Too late for what? To be the person he never was and to fulfil needs in you that he never has?

This is who he is and it sounds like you’ve never fully accepted that and the long term effects that his personality would have on you and your relationship with him.

Zaphodsotherhead · 13/09/2019 09:57

I didn't like to say so before, but now others have raised it....my XP was ASD and sounds very very similar (even down to the parents who gave no affection, probably because his father appears to be undiagnosed ASD too).

But it's not something that can be overcome, only accommodated, in my experience. i wasn't prepared to go the next forty years without a hug, yet be expected to sympathise with his every ache or pain.

I know I am better off alone than with someone who was happy with a status quo that left me feeling lonely.

Watchingthyme · 13/09/2019 10:04

People just don’t change.
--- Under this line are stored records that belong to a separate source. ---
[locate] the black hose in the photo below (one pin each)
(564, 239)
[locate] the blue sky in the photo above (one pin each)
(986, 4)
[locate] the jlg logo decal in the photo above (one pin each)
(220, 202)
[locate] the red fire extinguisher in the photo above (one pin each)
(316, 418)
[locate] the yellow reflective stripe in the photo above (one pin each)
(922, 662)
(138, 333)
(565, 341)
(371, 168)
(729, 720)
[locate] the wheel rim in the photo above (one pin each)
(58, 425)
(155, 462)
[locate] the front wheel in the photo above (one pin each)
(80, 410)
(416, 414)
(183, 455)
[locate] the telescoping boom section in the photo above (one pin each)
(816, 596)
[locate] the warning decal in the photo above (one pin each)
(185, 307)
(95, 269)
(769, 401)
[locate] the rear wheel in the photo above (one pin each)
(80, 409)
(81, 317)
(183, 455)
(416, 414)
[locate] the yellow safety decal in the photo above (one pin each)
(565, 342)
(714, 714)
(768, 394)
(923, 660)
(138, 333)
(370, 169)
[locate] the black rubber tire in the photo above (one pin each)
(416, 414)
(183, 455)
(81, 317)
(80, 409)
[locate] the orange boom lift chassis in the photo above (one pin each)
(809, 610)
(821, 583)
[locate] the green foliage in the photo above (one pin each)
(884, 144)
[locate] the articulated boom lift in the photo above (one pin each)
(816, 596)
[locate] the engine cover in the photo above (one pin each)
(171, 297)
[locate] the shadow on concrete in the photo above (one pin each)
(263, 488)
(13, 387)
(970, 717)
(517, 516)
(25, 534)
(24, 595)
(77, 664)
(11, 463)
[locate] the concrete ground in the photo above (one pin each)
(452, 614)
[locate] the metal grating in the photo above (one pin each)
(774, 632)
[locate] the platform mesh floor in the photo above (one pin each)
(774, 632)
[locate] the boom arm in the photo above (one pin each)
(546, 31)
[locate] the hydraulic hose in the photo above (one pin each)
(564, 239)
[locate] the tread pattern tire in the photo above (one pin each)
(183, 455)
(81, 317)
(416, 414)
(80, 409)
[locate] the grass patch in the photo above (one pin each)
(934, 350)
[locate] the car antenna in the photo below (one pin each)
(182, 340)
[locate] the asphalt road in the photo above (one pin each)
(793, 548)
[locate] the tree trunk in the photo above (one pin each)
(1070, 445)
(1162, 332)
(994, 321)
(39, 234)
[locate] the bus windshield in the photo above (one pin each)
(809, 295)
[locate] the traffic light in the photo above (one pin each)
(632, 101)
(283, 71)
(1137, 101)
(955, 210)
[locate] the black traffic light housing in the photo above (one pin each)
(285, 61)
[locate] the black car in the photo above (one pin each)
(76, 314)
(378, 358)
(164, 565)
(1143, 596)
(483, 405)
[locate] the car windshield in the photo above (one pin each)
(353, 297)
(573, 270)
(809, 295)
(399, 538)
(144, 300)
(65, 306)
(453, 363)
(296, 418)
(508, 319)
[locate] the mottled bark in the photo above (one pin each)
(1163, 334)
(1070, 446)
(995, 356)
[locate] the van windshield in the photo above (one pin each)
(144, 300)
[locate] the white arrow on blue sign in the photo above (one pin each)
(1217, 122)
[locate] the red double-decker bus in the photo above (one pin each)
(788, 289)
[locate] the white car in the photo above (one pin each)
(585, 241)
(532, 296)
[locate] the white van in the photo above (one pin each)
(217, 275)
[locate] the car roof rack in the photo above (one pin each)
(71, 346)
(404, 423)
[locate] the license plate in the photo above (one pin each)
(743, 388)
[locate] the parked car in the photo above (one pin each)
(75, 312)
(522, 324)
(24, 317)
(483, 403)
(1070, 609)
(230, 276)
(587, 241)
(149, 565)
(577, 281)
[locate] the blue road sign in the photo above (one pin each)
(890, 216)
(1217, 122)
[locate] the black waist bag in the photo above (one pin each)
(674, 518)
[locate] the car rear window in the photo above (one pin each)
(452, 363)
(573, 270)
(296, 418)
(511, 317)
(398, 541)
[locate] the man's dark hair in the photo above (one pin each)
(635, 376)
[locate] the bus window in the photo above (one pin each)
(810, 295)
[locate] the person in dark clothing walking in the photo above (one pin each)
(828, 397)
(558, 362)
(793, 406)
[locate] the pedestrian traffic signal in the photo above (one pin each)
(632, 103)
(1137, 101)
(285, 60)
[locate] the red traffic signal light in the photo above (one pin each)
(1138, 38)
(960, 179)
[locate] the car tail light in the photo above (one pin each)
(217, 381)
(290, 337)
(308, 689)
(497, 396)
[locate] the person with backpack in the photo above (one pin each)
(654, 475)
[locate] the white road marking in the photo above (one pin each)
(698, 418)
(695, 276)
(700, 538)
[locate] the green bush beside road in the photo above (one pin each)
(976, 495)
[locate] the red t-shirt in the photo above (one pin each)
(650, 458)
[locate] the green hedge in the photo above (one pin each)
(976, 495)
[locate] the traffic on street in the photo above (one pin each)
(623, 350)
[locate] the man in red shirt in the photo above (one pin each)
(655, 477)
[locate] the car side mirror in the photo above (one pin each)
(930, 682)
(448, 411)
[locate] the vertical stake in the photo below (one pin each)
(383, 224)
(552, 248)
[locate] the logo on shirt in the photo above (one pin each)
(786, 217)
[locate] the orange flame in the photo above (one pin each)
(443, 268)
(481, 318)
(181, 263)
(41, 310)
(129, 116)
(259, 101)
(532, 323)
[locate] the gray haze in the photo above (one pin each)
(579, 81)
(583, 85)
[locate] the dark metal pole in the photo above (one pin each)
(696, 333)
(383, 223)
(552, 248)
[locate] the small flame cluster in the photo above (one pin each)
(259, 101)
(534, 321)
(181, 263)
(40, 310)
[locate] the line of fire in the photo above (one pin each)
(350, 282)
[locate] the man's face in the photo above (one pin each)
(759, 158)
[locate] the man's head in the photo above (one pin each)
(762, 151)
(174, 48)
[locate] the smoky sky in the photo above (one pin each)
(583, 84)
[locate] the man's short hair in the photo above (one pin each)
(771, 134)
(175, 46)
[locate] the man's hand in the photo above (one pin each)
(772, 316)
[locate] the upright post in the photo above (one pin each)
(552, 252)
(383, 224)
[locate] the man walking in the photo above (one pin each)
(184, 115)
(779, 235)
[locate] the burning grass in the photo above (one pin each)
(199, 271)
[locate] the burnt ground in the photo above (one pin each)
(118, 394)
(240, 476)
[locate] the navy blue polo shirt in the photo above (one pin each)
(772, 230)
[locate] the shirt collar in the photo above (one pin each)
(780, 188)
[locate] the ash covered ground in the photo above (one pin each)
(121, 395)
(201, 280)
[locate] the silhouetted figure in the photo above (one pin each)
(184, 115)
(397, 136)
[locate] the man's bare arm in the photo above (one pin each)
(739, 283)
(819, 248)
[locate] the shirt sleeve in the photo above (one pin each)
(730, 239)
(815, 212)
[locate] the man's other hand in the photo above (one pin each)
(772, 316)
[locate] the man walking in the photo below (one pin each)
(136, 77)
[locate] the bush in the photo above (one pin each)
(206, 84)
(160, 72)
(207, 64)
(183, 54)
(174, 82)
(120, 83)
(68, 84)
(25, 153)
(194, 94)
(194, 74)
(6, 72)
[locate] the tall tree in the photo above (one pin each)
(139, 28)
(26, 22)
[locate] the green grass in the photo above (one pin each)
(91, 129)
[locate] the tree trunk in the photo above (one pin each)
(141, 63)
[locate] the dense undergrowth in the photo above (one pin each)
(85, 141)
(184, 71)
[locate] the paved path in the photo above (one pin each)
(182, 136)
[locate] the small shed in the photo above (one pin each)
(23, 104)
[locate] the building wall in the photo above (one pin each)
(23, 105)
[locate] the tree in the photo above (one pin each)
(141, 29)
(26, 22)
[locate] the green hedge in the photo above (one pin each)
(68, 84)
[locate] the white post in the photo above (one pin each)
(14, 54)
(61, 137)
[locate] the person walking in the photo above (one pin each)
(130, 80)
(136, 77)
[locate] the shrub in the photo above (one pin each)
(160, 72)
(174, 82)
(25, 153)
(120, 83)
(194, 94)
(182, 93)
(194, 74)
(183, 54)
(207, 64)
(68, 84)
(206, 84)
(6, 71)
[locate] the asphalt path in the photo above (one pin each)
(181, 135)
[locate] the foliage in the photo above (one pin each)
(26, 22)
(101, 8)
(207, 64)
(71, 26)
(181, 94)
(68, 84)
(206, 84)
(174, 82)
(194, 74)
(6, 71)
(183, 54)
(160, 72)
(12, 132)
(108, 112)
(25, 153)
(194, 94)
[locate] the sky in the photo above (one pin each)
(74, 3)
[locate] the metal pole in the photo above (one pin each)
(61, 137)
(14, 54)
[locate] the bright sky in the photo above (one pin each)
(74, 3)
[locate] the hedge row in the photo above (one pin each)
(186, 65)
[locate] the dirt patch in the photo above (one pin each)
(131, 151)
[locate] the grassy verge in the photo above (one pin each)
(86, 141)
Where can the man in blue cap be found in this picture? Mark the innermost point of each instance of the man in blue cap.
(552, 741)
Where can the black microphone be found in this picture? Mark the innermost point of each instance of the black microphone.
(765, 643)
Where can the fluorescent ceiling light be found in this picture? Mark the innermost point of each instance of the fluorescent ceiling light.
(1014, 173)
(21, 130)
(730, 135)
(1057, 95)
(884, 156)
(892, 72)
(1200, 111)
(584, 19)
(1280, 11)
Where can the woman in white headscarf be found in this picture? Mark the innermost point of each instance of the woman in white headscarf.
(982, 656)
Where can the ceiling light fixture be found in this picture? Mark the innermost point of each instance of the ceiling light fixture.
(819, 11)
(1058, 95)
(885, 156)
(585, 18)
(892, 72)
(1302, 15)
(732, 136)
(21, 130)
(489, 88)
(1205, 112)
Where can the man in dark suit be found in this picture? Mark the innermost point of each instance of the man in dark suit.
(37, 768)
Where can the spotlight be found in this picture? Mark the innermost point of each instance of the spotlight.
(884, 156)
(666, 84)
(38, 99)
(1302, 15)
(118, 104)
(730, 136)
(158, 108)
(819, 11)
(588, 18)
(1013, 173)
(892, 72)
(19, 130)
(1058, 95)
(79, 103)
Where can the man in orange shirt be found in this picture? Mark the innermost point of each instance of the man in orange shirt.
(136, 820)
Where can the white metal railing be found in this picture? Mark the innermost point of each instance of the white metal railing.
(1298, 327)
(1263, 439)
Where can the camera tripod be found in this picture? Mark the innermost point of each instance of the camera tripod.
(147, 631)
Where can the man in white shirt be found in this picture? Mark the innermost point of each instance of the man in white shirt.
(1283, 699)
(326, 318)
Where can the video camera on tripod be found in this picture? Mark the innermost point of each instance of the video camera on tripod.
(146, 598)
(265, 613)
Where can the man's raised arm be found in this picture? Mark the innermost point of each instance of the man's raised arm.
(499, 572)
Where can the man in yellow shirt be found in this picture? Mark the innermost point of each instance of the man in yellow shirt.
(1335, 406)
You have to accept who he is or leave really. You can’t live like you are now. It’s just limbo

CIareIsland · 13/09/2019 10:08

I agree this is who he is. This is the limit if his emotional capability - he either can’t not won’t - doesn’t matter as the outcome is the same.

You are not compatible now.

He maybe his numb demeanour met your needs temporarily when you came out of your abusive relationship - he was a safe neutral landing place. But as life carried on you needed more than he can give.

It sounds suffocating, unsatisfying and distressing for you. No way to live. No way for your child to be brought up in this tumble weed emotional environment.

You are flogging a dead horse - stop - and redirect this energy to acceptance and moving on a brighter, lighter, joyous future.